Every once in a while, I feel that I have to remind viewers not to be late for a movie. Let me hammer that thought home concerning this one. If you miss even the first frame of Smokin' Aces, the terribly titled and totally whacked-out story of hitmen and cops getting involved with Las Vegas entertainment folk, you're going to be very confused.

But that's not to say that even if you sit there and watch all 109 minutes of this thing, you're gonna understand it. The fast-paced film and purposely scattered script is a mind-boggling piece of work, with plot components flying from every corner. And though it (sort of) comes together in its final moments, there's a good chance that you will not be discussing it with anything approaching understanding on the ride home. But it's fun all the same.

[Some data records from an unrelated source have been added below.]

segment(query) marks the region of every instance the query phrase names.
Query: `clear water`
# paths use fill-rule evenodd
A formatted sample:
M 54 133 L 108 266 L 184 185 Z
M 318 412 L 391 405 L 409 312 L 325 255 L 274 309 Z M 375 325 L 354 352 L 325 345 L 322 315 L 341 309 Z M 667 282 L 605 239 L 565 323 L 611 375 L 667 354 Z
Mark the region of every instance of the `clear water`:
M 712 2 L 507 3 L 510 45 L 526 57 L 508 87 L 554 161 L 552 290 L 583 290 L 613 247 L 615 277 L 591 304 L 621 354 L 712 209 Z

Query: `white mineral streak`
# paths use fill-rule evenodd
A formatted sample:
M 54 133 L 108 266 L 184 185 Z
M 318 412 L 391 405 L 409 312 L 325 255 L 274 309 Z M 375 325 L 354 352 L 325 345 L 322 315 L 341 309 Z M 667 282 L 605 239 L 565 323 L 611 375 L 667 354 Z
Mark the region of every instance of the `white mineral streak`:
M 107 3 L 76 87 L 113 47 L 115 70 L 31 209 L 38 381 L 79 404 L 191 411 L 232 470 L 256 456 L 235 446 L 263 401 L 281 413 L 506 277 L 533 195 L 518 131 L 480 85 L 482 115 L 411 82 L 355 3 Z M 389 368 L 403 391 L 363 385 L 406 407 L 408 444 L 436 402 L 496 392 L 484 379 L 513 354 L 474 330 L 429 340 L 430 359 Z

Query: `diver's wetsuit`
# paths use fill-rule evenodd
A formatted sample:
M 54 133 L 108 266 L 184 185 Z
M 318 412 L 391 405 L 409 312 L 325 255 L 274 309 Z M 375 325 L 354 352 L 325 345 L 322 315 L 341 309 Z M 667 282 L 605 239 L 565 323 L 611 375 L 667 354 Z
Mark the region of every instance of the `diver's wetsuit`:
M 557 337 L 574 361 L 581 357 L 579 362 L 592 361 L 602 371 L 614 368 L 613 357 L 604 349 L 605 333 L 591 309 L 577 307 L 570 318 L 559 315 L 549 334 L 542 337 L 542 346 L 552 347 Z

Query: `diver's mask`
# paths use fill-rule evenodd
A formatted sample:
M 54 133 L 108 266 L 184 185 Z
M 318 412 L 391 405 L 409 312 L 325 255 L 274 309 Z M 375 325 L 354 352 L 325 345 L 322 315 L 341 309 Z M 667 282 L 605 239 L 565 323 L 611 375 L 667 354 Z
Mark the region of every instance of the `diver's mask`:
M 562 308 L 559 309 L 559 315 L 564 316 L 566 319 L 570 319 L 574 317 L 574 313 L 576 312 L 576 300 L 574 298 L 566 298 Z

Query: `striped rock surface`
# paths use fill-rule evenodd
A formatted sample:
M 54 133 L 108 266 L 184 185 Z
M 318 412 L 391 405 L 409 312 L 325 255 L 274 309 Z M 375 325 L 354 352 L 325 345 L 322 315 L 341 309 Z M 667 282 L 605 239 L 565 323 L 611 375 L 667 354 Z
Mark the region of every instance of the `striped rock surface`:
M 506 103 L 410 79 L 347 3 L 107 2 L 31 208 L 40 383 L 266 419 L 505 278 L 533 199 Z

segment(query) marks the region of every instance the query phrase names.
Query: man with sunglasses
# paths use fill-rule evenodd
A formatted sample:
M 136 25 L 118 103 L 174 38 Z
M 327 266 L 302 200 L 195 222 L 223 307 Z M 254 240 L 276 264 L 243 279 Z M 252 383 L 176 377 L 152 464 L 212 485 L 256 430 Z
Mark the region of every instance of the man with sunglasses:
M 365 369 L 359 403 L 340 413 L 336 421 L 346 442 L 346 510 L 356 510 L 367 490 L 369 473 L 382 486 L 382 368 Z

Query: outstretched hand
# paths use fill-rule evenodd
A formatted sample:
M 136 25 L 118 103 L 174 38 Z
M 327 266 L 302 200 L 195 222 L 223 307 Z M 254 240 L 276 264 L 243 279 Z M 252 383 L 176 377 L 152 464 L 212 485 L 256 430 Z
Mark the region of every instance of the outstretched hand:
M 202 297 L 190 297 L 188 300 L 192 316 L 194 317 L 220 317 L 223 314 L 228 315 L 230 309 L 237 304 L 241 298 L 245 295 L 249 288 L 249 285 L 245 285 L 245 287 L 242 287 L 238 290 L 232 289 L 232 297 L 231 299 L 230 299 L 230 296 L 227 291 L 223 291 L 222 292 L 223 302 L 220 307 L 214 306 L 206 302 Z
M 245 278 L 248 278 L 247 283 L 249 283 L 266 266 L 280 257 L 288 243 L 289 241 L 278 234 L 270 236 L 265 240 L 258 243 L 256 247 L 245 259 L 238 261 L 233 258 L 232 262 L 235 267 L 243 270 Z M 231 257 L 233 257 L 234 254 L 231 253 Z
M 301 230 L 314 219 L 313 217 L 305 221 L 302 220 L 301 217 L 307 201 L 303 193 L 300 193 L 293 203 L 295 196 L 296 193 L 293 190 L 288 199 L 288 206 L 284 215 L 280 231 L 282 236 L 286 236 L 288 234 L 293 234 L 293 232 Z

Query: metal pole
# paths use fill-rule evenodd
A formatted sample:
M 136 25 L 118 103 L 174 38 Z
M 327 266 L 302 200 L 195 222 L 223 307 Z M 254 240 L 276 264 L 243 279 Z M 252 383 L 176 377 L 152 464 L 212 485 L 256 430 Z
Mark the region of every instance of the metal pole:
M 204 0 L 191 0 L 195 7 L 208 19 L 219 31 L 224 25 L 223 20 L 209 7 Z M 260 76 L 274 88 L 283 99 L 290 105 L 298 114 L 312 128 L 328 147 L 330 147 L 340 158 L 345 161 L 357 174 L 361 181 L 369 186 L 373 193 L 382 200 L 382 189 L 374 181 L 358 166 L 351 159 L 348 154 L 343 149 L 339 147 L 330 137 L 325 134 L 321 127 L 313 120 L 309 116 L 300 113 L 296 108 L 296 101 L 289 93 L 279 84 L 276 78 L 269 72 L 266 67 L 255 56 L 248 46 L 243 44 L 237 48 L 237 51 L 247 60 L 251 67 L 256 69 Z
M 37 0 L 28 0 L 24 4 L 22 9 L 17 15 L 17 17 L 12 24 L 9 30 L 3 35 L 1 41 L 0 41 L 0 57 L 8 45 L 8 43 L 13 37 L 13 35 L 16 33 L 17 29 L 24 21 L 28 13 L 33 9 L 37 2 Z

Here's some of the plot: The FBI is on stakeout duty is Vegas, because a bunch of old-school Sicilians are up to something. The agents believe it's a hit on Buddy "Aces" Israel (Jeremy Piven), a once-popular Vegas magician. (In a flashback, he's introduced to his audience by Wayne Newton!) Buddy has tasted the fast life, gotten hooked up with some ne'er-do-wells, wants to become a wiseguy and is brought up through the ranks by the marvelously named Primo Sparazza (Joseph Rushkin). But, as happens in gangster movies, things go wrong between Primo and Buddy, and Buddy is ready to spill all kinds of beans to the feds. Hence, a possible hit.

All of this, by the way, takes place in the first six minutes. Get ready to be assaulted by the rest of Smokin' Aces.

It's a tough and gritty movie that's both very funny and very violent. There are multitudes of different players -- cops, criminals, hookers, bailbondsmen, hitmen, hitwomen -- all offering up different viewpoints of what they're going to do, mostly either to protect Buddy or to take him out.

Ah, Buddy. Holed up in his Vegas suite, wondering if he'll make it through the night, he displays an enormous desire for beautiful women (when he's through with one batch, he makes them leave so another can be brought in), and shows that maybe he should have stuck with magic (he's never far from a fresh deck of cards, casually plucking aces from it). Too bad he's taken a liking to snorting some fine white powder. He spends most of the film coke-addled and burnt out.

Writer-director Joe Carnahan (Narc) best nasty-but-fun idea here is to send an almost uncountable number of hired killers after Buddy. The body count pile-up -- some people are killed off-camera, some are mowed down right on-screen -- is made even more crazy via the film's flashy editing style, which has the story careening maniacally between scenes. Yet as complicated as everything gets, Carnahan directs it with a sure hand, and a few nods toward films such as Kiss Kiss Bang Bang and Guy Ritchie's duet of Snatch and Lock, Stock and Two Smoking Barrels.

In what's probably an homage to John Woo and Quentin Tarantino (or maybe just a ploy to get in their shoot-'em-up club), there's a completely insane blazing guns sequence between two main characters in an elevator. My guess is that both of those directors would be proud of Carnahan's contribution to the genre.

Through no fault of the filmmakers, in this post-Michael Richards incident world, one of the black hitwomen makes generous use of the "N" word. It's uncomfortable for a little while, but given the circumstances the story occurs in, it's never really out of place.

In fact, this film is so wild, nothing is out of place. And it's chock-full of excellent performances. Among them, besides Piven, are Ryan Reynolds as an FBI agent, Taraji P. Henson as the aforementioned hitwoman, Alicia Keyes (has Bob Dylan figured out where she is yet?) as her partner in crime, and Jason Bateman -- cold sores everywhere -- as, hmmm, I haven't yet figured out what he was doing there.

Near the end, Smokin' Aces offers an explanation of its events. Problem is, the explanation is more complicated than anything that's come before. My guess is that it's all about loyalty, betrayal and working for the greater good. One thing's for sure: the explanation takes you right back to the beginning. Don't miss that first frame.